For bookings we additionally store: the booked session, booking and cancellation status, Stripe payment reference, and generated invoices. Data are deleted as soon as no longer required, subject to legal retention obligations (e.g. 10 years under § 147 AO for accounting records).
6. Payment processing (Stripe)
Payments are processed by Stripe Payments Europe Ltd., 1 Grand Canal Street Lower, Grand Canal Dock, Dublin, Ireland. During payment the required data (payment method, amount, email) are sent directly to Stripe. We do not store card or account details.
Legal basis: Art. 6 (1) (b) GDPR. More: stripe.com/privacy.
7. Email delivery (Brevo)
Transactional emails (booking confirmations, reminders, password resets, invoices) are sent via Sendinblue GmbH (Brevo), Köpenicker Str. 126, 10179 Berlin, Germany. Name and email address are transmitted to Brevo, which processes them on our behalf (Art. 28 GDPR).

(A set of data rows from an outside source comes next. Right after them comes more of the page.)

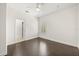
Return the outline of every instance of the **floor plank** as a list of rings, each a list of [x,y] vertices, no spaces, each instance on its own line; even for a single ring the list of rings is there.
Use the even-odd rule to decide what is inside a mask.
[[[8,46],[6,56],[78,56],[78,49],[43,38],[34,38]]]

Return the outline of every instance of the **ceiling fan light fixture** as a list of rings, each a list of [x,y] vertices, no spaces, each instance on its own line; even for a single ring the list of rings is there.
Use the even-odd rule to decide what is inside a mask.
[[[40,8],[36,8],[36,11],[40,11]]]

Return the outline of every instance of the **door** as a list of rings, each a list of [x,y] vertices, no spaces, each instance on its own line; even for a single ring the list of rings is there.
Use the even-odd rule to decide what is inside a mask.
[[[23,21],[16,19],[16,40],[23,38]]]

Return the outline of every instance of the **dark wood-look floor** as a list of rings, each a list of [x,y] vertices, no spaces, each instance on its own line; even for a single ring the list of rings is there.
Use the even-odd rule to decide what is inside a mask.
[[[78,49],[43,38],[35,38],[9,45],[7,56],[78,56]]]

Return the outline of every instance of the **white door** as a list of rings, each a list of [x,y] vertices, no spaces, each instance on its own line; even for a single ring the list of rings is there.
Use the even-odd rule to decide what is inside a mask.
[[[23,21],[16,20],[16,40],[21,40],[23,36]]]

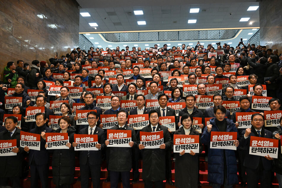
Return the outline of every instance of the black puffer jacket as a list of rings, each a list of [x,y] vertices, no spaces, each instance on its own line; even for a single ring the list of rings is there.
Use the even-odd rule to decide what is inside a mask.
[[[276,130],[272,132],[273,138],[274,139],[277,139],[275,136],[276,134],[278,133],[280,135],[282,135],[282,130],[281,129],[281,126],[278,125],[277,126],[277,128]],[[279,140],[278,146],[281,145],[281,141]],[[281,154],[281,147],[280,146],[278,146],[278,158],[277,159],[274,159],[273,166],[272,167],[272,170],[273,171],[280,174],[282,174],[282,154]]]
[[[60,133],[60,128],[55,131]],[[68,142],[72,144],[74,141],[74,134],[76,131],[74,127],[69,127],[67,132],[68,135]],[[69,149],[52,150],[52,168],[53,181],[57,185],[71,184],[74,177],[75,154],[74,149],[71,144]]]

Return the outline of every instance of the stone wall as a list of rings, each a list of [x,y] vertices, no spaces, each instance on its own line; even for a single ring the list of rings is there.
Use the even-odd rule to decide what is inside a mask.
[[[259,2],[260,44],[282,53],[282,1]]]
[[[0,0],[0,73],[7,63],[49,61],[78,47],[75,0]],[[67,47],[69,47],[68,48]]]

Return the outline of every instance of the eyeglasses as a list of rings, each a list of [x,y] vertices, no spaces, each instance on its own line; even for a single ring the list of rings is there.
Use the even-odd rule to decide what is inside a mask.
[[[261,122],[263,121],[263,120],[262,119],[254,119],[253,121],[255,122],[256,122],[258,121],[259,122]]]

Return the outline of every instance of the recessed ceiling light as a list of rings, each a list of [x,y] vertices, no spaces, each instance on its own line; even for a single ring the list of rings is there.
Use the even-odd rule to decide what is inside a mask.
[[[134,12],[134,14],[136,15],[141,15],[144,14],[143,10],[134,10],[133,12]]]
[[[259,8],[258,6],[250,6],[249,7],[249,8],[247,10],[247,11],[256,10],[256,9],[257,9],[257,8]]]
[[[198,8],[190,9],[190,13],[197,13],[199,12],[200,9]]]
[[[242,17],[240,19],[239,22],[247,22],[250,19],[249,17]]]
[[[90,16],[90,15],[88,12],[80,12],[80,14],[83,17]]]
[[[197,22],[197,20],[188,20],[188,23],[195,23]]]
[[[138,21],[137,22],[138,25],[146,25],[146,21]]]
[[[89,25],[91,27],[98,27],[98,24],[97,23],[89,23]]]

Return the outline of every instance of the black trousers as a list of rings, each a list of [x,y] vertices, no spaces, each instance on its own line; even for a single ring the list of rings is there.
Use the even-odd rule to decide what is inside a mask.
[[[145,188],[152,188],[153,184],[155,184],[155,188],[162,188],[162,181],[144,181],[144,187]]]
[[[119,183],[120,173],[121,175],[122,187],[123,188],[129,188],[129,171],[116,172],[111,171],[111,188],[117,188]]]
[[[12,177],[0,178],[0,187],[8,186],[8,181],[11,182],[11,184],[13,188],[20,187],[20,176],[17,176]]]
[[[38,187],[38,179],[40,179],[42,188],[47,188],[48,186],[48,172],[49,165],[30,165],[30,175],[31,178],[31,187],[36,188]]]
[[[261,187],[270,188],[271,183],[271,170],[264,169],[262,164],[259,166],[256,169],[246,168],[248,188],[257,187],[259,180],[260,179]]]
[[[80,183],[82,188],[88,188],[89,174],[91,173],[93,188],[100,187],[101,165],[92,165],[89,164],[89,158],[86,165],[80,165]]]

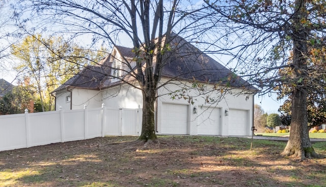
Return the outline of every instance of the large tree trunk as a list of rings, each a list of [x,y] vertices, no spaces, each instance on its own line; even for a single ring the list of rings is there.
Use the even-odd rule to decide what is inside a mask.
[[[292,20],[293,33],[289,33],[293,43],[292,67],[292,111],[290,138],[282,154],[298,157],[301,160],[318,157],[309,139],[307,112],[307,96],[309,85],[307,56],[310,30],[302,27],[301,21],[307,20],[306,0],[296,0],[297,11]]]
[[[157,138],[155,132],[155,90],[143,94],[143,122],[142,133],[139,140],[155,141]]]
[[[291,132],[282,154],[293,155],[301,160],[318,157],[309,139],[307,116],[307,92],[295,88],[292,93]]]

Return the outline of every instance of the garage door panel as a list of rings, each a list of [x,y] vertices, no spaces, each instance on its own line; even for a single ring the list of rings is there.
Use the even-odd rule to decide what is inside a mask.
[[[198,133],[199,135],[221,134],[221,109],[202,107],[199,109]]]
[[[249,135],[249,111],[244,110],[230,109],[229,114],[229,135]]]
[[[187,134],[188,106],[162,104],[162,134]]]

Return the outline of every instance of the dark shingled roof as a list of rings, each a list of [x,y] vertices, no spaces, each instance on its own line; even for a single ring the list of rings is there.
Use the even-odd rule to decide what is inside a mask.
[[[162,76],[176,80],[195,79],[257,90],[182,38],[172,33],[171,39],[169,43],[172,49],[164,57],[167,60],[164,60],[166,63],[161,67]],[[127,58],[135,56],[131,48],[119,46],[115,47],[123,56]],[[110,55],[107,56],[100,62],[102,66],[88,66],[53,92],[69,86],[100,89],[121,83],[120,81],[112,82],[106,76],[111,74],[111,69],[108,68],[111,64],[110,56]]]
[[[88,66],[52,92],[68,87],[100,89],[103,81],[110,73],[110,69],[106,66]]]
[[[182,38],[172,33],[170,43],[173,49],[166,55],[169,59],[162,67],[163,76],[256,89]]]
[[[12,91],[14,85],[4,79],[0,79],[0,97],[5,96]]]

Legal basis: Art. 6 (1) (b) GDPR or Art. 6 (1) (f) GDPR. More: brevo.com/legal/privacypolicy.
8. Contact form
When you use the contact form, the following data are collected: name, email address, subject, and message text. These are stored in our database and forwarded to us by email so that we can handle your enquiry.
Legal basis: Art. 6 (1) (f) GDPR (legitimate interest in handling enquiries) or Art. 6 (1) (b) GDPR where the enquiry relates to a contract. Data are deleted once the enquiry has been fully resolved, unless legal retention obligations apply.
9. Maps embed (Google Maps)
On class detail pages a Google Maps embed can be shown (Google Ireland Limited, Gordon House, Barrow Street, Dublin 4, Ireland). The map is only loaded after an explicit click. When loaded, your IP address is sent to Google, which may process it in the United States.
Legal basis: Art. 6 (1) (f) GDPR (legitimate interest in displaying class locations). Privacy policy: policies.google.com/privacy.
10. Cookies and local storage
We use only strictly necessary cookies and localStorage for:
- Authentication cookie after sign-in (set by Supabase)
- Language preference (cookie and/or URL prefix)
No consent is required for these (§ 25 (2) (2) TTDSG). We do not run analytics, tracking, or retargeting.
11. Retention periods
- Account data: until you delete your account
- Booking, payment, and invoice records: 10 years (§ 147 AO, statutory retention)
- Contact enquiries: until the enquiry is fully resolved
- Server log files: max 30 days
12. Your rights
You have the right at any time to:
- Access your processed data (Art. 15 GDPR)
- Rectify incorrect data (Art. 16 GDPR)
- Erase your data (Art. 17 GDPR)
- Restrict processing (Art. 18 GDPR)
- Receive data portability (Art. 20 GDPR)
- Object to processing based on legitimate interest (Art. 21 GDPR)
You can delete your account and all related data at any time via "My account → Delete account". Accounting records remain stored for the statutory retention period.
13. Right to lodge a complaint
You have the right to lodge a complaint with a data protection authority — for example, the Berlin Commissioner for Data Protection and Freedom of Information.
14. Changes to this policy
We may update this privacy policy when legal requirements or our processing activities change. The current version is always available on this page.
This privacy policy has been prepared with care but does not replace legal advice. For questions, please use the contact details in the imprint.